Far Horizons: All New Tales from the Greatest Worlds of Science Fiction
- Cover of first edition
- Editor: Robert Silverberg
- Translator: None
- Cover artist: Amy Halperin
- Language: English
- Genre: Science fiction
- Publisher: Avon Books, Avon Eos imprint
- Publication date: May 1999
- Publication place: United States
- Media type: Print
- Pages: 482
- ISBN: 0-380-97630-7 (1st edition, 1st printing)
- OCLC: 40180250
- Dewey Decimal: 813/.0876208 21
- LC Class: PS648.S3 F37 1999

= Far Horizons =

Science fiction anthology edited by Robert Silverberg

Far Horizons: All New Tales from the Greatest Worlds of Science Fiction is an anthology of original science fiction stories edited by Robert Silverberg, first published in hardcover by Avon Eos in May 1999, with a book club edition following from Avon and the Science Fiction Book Club in July of the same year. Paperback and trade paperback editions were issued by Eos/HarperCollins in May 2000 and December 2005, respectively, and an ebook edition by HarperCollins e-books in March 2009. The first British edition was issued in hardcover and trade paperback by Orbit/Little Brown in June 1999, with a paperback edition following from Orbit in July 2000.

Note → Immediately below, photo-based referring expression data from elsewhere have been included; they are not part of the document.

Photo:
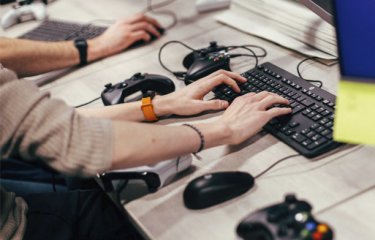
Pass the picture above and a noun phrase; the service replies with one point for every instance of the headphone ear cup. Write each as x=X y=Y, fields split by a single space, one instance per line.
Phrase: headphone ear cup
x=188 y=60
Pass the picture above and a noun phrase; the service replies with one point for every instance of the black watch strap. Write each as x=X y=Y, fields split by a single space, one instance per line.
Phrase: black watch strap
x=81 y=46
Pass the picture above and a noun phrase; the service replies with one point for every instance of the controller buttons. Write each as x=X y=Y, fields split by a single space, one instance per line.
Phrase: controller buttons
x=311 y=226
x=322 y=228
x=282 y=231
x=301 y=217
x=290 y=198
x=317 y=236
x=138 y=76
x=277 y=213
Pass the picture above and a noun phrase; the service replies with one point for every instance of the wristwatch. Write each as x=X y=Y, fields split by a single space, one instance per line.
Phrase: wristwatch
x=81 y=46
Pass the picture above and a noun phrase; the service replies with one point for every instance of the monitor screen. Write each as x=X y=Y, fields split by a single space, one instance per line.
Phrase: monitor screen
x=321 y=7
x=355 y=24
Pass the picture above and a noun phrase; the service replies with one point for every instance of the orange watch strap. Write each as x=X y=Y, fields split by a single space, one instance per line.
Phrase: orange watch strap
x=148 y=109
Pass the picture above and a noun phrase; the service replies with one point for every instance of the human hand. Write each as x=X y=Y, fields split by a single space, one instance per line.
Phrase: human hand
x=189 y=100
x=249 y=113
x=123 y=34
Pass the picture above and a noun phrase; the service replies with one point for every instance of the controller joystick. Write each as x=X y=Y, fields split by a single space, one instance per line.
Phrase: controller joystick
x=115 y=94
x=36 y=11
x=289 y=220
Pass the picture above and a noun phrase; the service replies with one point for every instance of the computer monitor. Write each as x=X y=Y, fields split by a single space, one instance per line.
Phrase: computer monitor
x=322 y=8
x=355 y=24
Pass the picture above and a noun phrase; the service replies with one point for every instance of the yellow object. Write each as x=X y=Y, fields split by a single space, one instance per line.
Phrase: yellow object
x=355 y=113
x=148 y=109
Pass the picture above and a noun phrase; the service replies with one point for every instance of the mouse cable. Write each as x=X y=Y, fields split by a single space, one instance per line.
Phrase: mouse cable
x=178 y=75
x=151 y=9
x=248 y=48
x=87 y=103
x=274 y=164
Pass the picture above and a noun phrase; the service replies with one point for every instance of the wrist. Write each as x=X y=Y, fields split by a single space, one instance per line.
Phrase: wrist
x=215 y=133
x=162 y=106
x=95 y=50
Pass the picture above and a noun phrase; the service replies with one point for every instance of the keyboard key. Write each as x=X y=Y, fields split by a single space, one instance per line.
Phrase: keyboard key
x=307 y=102
x=298 y=137
x=308 y=113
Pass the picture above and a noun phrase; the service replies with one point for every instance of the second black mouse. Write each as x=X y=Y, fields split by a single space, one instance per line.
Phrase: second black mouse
x=215 y=188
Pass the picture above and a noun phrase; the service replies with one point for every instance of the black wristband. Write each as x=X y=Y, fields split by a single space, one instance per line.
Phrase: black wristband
x=201 y=146
x=81 y=46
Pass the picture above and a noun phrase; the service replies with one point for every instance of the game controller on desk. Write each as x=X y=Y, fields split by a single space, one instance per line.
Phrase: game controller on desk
x=116 y=94
x=155 y=176
x=202 y=62
x=18 y=14
x=289 y=220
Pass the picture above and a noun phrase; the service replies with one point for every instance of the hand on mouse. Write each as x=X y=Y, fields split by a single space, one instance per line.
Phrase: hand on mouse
x=249 y=113
x=189 y=100
x=123 y=34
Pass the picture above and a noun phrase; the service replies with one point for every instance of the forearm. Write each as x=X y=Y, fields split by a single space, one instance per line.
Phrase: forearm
x=128 y=111
x=28 y=57
x=137 y=144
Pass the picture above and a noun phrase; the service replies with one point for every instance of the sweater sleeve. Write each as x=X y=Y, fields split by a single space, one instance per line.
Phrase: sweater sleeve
x=35 y=127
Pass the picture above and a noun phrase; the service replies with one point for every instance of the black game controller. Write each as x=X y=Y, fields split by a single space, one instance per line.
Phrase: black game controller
x=290 y=220
x=205 y=61
x=115 y=94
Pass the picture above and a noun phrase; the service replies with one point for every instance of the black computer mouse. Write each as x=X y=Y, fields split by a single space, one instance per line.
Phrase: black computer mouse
x=215 y=188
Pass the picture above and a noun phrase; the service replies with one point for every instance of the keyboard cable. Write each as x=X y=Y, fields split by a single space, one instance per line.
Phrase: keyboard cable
x=308 y=80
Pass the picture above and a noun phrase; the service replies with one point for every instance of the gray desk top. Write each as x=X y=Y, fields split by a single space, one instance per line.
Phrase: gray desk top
x=339 y=186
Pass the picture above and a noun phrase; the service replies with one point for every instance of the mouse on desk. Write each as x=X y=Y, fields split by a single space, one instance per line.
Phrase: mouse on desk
x=214 y=188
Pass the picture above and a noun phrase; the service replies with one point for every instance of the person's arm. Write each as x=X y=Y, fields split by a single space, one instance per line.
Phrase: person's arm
x=184 y=102
x=27 y=57
x=36 y=127
x=152 y=143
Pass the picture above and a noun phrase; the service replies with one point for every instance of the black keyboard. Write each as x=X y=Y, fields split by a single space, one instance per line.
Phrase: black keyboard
x=308 y=129
x=53 y=31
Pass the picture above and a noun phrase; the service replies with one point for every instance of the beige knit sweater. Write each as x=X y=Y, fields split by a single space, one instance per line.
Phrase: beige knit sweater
x=34 y=127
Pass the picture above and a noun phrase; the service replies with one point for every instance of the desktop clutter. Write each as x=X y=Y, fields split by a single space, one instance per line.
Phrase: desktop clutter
x=288 y=220
x=308 y=130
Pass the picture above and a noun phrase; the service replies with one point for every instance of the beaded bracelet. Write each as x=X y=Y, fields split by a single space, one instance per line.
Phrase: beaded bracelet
x=201 y=146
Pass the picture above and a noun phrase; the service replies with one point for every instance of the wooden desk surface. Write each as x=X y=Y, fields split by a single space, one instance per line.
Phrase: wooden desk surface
x=339 y=186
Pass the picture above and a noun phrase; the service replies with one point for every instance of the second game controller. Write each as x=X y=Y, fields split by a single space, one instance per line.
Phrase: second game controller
x=115 y=94
x=289 y=220
x=36 y=11
x=205 y=61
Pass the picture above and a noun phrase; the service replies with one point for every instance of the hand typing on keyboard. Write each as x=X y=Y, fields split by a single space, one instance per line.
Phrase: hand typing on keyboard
x=309 y=126
x=250 y=112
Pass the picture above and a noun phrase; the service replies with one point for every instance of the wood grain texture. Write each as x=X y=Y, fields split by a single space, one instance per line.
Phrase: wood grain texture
x=334 y=179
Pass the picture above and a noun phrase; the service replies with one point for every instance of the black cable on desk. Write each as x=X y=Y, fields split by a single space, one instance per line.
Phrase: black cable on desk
x=274 y=164
x=309 y=80
x=151 y=9
x=179 y=75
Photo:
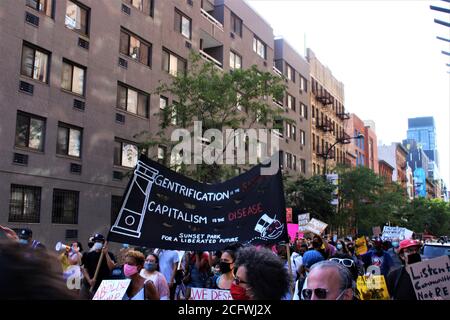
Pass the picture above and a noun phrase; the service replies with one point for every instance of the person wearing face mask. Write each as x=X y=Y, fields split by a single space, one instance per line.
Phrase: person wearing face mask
x=259 y=275
x=89 y=263
x=151 y=271
x=140 y=288
x=378 y=257
x=398 y=281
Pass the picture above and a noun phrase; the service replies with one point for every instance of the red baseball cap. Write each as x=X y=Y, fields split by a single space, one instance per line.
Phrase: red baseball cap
x=409 y=243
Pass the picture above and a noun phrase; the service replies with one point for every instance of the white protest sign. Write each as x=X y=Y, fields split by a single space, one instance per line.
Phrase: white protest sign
x=316 y=226
x=112 y=289
x=390 y=233
x=303 y=220
x=210 y=294
x=431 y=278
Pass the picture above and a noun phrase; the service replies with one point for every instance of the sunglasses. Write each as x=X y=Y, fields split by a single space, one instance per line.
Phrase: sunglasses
x=345 y=262
x=319 y=293
x=238 y=281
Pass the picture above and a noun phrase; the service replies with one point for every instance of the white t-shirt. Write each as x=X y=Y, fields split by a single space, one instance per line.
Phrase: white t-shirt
x=166 y=260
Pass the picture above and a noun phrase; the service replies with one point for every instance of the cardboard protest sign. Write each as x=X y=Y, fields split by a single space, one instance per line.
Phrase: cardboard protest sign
x=112 y=289
x=431 y=278
x=292 y=231
x=376 y=231
x=360 y=246
x=303 y=220
x=164 y=209
x=372 y=288
x=210 y=294
x=390 y=233
x=289 y=215
x=316 y=226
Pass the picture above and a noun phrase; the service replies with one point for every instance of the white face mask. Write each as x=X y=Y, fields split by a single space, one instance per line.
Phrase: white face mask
x=97 y=246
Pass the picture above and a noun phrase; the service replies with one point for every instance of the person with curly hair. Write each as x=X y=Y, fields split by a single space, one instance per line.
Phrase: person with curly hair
x=260 y=275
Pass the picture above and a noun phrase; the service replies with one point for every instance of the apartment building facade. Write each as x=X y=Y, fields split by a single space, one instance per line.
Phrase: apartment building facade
x=77 y=88
x=328 y=118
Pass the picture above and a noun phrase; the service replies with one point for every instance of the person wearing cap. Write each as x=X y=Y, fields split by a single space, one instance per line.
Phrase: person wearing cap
x=310 y=257
x=378 y=257
x=89 y=263
x=398 y=281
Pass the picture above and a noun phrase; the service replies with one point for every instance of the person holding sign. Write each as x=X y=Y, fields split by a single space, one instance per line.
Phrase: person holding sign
x=398 y=281
x=140 y=288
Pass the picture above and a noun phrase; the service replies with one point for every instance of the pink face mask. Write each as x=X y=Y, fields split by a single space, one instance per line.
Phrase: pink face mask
x=129 y=270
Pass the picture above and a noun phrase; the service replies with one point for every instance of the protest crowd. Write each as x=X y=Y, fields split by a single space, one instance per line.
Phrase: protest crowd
x=310 y=267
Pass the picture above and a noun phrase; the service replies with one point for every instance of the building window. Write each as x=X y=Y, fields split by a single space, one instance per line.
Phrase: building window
x=303 y=165
x=304 y=111
x=65 y=206
x=162 y=151
x=125 y=154
x=69 y=140
x=135 y=47
x=73 y=77
x=172 y=63
x=146 y=6
x=235 y=61
x=35 y=63
x=183 y=24
x=236 y=25
x=291 y=102
x=30 y=131
x=24 y=204
x=77 y=17
x=259 y=47
x=116 y=202
x=303 y=84
x=132 y=100
x=290 y=73
x=302 y=137
x=163 y=102
x=44 y=6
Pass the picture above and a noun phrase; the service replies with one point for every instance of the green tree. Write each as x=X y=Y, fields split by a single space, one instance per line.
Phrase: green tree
x=312 y=195
x=220 y=100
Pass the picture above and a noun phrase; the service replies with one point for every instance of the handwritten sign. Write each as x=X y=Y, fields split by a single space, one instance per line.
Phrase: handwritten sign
x=431 y=278
x=303 y=220
x=390 y=233
x=210 y=294
x=360 y=246
x=372 y=288
x=112 y=289
x=316 y=226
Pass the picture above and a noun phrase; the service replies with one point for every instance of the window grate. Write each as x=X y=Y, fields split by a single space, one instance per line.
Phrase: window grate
x=78 y=104
x=120 y=118
x=32 y=19
x=20 y=158
x=123 y=63
x=126 y=9
x=24 y=204
x=75 y=168
x=26 y=87
x=83 y=43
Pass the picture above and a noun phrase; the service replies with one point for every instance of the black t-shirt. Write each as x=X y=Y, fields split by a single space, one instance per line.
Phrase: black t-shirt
x=89 y=262
x=399 y=285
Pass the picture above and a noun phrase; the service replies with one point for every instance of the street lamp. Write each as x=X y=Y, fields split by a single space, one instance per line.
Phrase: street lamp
x=339 y=140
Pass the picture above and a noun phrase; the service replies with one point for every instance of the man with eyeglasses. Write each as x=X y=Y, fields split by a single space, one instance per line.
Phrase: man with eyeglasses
x=328 y=280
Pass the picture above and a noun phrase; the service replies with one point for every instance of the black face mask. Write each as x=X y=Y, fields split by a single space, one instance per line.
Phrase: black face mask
x=413 y=258
x=224 y=267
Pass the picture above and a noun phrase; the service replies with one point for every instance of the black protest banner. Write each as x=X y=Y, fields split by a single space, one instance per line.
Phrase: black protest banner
x=163 y=209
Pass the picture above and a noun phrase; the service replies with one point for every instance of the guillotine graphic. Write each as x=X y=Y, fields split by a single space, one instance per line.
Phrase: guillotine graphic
x=132 y=213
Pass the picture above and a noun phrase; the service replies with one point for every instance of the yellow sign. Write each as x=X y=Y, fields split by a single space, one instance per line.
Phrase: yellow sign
x=372 y=288
x=360 y=246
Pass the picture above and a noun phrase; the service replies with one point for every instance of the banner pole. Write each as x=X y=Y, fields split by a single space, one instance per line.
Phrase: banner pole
x=291 y=291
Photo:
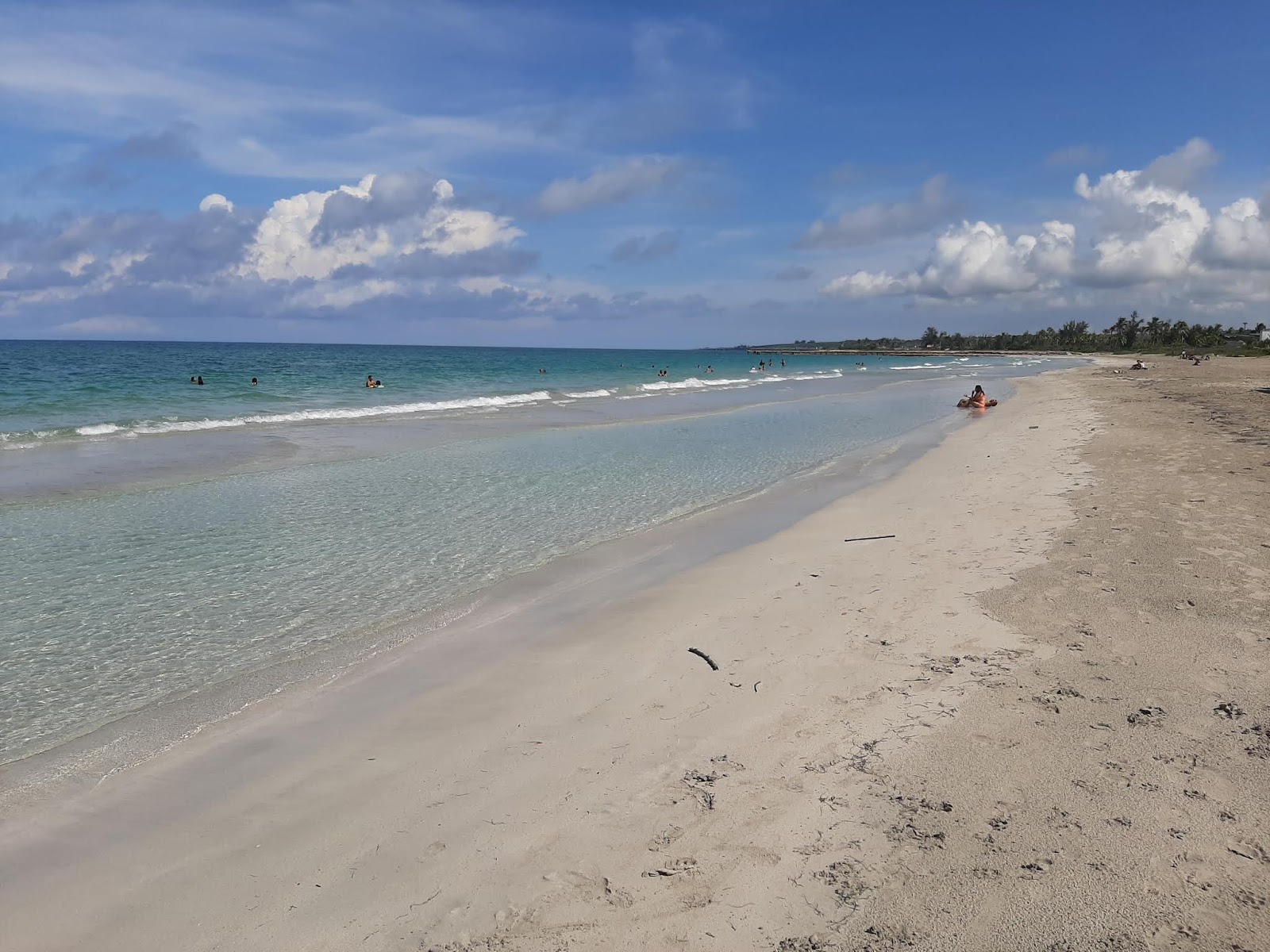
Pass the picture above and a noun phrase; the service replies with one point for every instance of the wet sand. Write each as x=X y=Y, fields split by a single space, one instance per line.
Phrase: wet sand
x=1035 y=719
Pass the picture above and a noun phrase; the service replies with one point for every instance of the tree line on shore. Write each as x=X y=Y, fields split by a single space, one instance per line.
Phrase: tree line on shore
x=1132 y=333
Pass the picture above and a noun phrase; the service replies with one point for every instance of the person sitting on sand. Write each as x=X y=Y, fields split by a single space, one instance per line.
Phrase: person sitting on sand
x=978 y=400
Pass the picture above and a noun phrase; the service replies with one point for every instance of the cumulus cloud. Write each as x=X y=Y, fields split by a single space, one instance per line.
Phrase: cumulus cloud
x=1146 y=228
x=1180 y=169
x=403 y=240
x=639 y=249
x=1240 y=236
x=1149 y=232
x=929 y=206
x=611 y=184
x=973 y=260
x=315 y=234
x=216 y=201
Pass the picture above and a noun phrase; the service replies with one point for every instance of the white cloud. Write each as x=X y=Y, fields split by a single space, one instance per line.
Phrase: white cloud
x=973 y=260
x=289 y=243
x=1240 y=236
x=1075 y=155
x=1146 y=230
x=108 y=324
x=929 y=206
x=217 y=202
x=611 y=184
x=1149 y=232
x=1180 y=168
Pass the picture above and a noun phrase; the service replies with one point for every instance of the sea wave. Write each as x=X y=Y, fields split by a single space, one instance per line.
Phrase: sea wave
x=347 y=413
x=692 y=384
x=479 y=404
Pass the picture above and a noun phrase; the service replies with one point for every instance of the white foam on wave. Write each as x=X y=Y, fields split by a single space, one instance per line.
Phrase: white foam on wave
x=692 y=384
x=587 y=393
x=484 y=404
x=98 y=429
x=348 y=413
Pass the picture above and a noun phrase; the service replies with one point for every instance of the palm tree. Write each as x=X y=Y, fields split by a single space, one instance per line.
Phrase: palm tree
x=1132 y=328
x=1073 y=333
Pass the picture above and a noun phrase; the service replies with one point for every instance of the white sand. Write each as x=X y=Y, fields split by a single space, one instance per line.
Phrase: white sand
x=609 y=791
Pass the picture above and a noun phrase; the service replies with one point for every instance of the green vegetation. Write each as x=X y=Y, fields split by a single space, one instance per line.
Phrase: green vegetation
x=1128 y=334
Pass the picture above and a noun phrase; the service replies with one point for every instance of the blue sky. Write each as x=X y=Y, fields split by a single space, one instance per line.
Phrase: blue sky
x=628 y=175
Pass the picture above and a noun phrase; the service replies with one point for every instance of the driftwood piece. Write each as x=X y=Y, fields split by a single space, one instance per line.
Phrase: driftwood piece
x=704 y=657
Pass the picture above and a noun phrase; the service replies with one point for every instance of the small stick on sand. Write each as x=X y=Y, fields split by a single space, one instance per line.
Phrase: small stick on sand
x=702 y=655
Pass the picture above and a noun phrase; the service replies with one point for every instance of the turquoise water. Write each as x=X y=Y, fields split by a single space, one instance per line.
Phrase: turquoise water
x=467 y=467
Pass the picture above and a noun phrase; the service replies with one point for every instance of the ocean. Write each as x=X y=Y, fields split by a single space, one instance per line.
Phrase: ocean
x=159 y=539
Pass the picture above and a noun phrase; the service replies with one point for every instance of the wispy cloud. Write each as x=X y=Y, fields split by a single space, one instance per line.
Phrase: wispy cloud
x=614 y=183
x=1076 y=155
x=927 y=207
x=641 y=249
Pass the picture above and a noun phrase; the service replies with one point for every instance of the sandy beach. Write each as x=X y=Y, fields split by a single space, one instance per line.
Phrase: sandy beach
x=1033 y=716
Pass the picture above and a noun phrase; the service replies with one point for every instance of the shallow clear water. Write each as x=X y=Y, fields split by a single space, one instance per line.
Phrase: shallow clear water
x=114 y=601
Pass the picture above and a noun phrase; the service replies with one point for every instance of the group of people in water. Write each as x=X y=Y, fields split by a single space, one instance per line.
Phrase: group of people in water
x=201 y=382
x=766 y=366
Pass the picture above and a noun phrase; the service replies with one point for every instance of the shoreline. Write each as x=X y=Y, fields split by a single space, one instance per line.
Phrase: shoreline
x=200 y=785
x=733 y=524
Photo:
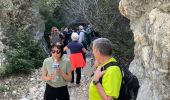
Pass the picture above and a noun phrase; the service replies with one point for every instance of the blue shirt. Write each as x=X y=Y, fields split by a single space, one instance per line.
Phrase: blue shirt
x=75 y=47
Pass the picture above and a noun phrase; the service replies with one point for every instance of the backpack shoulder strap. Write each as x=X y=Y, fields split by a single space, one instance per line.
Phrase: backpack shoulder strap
x=107 y=66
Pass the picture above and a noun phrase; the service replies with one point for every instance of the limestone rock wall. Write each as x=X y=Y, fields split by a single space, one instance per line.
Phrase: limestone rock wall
x=150 y=23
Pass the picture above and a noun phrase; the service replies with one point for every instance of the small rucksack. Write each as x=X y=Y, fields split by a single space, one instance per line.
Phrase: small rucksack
x=130 y=84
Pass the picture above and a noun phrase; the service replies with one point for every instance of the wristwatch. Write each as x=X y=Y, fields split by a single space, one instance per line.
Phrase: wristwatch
x=96 y=82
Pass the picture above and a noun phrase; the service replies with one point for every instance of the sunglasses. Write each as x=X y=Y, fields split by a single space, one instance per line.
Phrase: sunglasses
x=54 y=51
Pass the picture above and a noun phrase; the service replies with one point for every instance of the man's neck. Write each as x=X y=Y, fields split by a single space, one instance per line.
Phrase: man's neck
x=104 y=59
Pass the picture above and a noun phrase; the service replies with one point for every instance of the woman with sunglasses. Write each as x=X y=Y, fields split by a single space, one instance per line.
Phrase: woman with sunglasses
x=76 y=56
x=56 y=88
x=56 y=36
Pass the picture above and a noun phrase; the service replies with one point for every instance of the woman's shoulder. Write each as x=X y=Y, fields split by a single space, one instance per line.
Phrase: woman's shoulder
x=65 y=58
x=48 y=59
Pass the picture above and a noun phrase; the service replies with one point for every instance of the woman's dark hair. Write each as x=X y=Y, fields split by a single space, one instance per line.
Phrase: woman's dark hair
x=59 y=47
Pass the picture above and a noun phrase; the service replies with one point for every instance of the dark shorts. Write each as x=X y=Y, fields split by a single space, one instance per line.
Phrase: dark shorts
x=59 y=93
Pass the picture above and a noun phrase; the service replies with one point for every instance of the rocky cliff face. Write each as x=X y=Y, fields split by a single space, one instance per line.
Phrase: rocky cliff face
x=150 y=23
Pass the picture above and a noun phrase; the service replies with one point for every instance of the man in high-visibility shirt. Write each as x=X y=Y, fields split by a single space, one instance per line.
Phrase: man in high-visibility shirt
x=111 y=82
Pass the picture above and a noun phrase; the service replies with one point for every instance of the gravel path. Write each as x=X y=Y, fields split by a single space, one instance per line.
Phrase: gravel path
x=32 y=87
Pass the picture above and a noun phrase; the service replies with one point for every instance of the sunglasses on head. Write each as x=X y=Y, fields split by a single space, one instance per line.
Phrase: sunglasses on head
x=54 y=51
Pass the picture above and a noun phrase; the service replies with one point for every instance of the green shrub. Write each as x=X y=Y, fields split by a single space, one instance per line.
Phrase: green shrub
x=2 y=88
x=23 y=55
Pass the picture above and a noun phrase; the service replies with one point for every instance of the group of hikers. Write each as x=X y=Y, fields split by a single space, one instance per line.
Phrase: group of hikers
x=105 y=84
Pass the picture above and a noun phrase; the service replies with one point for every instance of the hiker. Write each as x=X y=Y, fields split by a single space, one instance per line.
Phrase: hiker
x=82 y=39
x=56 y=79
x=76 y=57
x=108 y=88
x=56 y=36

The book has also been translated into Dutch, French, Polish and Spanish.

==Summary==
The anthology contains eleven short works by various science fiction authors, including one by the editor himself, together with an introduction explaining the project by the editor and an introduction and occasionally an afterword to each story by its author. Each story was original to the anthology and set in one of the principal fictional universes of each author (the exact ones are noted in the Contents section below). Silverberg was also the editor of the Legends anthologies, which similarly contain new short works by fantasy authors set in those authors' fantasy universes. Four authors (Card, Le Guin, McCaffrey, and Silverberg) had stories included in both collections.

==Contents==
- Introduction, by Robert Silverberg
- "Old Music and the Slave Women", Ursula K. Le Guin (Ekumen)
- "A Separate War", by Joe Haldeman (The Forever War series)
- "Investment Counselor", Orson Scott Card (Ender's Game series)
- "Temptation", David Brin (Uplift Universe)
- "Getting to Know the Dragon", Robert Silverberg (Roma Eterna)
- "Orphans of the Helix", Dan Simmons (Hyperion Cantos)
- "Sleeping Dogs", Nancy Kress (The Sleepless)
- "The Boy Who Would Live Forever", Frederik Pohl (Tales of the Heechee)
- "A Hunger for the Infinite", Gregory Benford (the Galactic Center series)
- "The Ship That Returned", Anne McCaffrey (The Ship Who Sang)
- "The Way of All Ghosts", Greg Bear (The Way)

==Awards==
Far Horizons won the 2000 Locus Award for Best Anthology.

==Reception==
Reviews were positive, generally noting the anthology's status as a science fiction equivalent to the editor's previous fantasy anthology Legends, "collecting new tales by a number of the world's greatest SF writers set in the universes of their best-known series."

Kirkus Reviews calls the book "[a]n ideal combination of the reassuringly familiar and the excitingly new: should prove as popular as its fantasy predecessor."

Jeff Zaleski in Publishers Weekly assesses the book as "an important anthology that should appeal to all serious readers of SF." He notes that "[s]ome entries ... stand more or less independent of what has preceded them. Others ... are essentially engaging footnotes, filling in worthwhile bits of information that never made it into previous novels. Still others... continue an author's ongoing stories beyond the reach of the major works. ... All the stories are, at a minimum, very good, and several are outstanding. The Le Guin and Simmons contributions are particularly worthy of award consideration."

Sally Estes in The Booklist notes that the authors "each explor[e] some aspect of theirs that they did not find a way of dealing with in the books of the series proper. ... And, once again, the stories remain true to their universes and characters, so they deliver good first-contact experiences for series novices as well as happy reading for longtime fans." The book is rated a "must" for young adult science fiction collections.

Jackie Cassada in Library Journal writes "this collection of novellas ... serves as a sampler of the best of the genre. Highly recommended for series fans and newcomers alike and a good choice for most sf collections."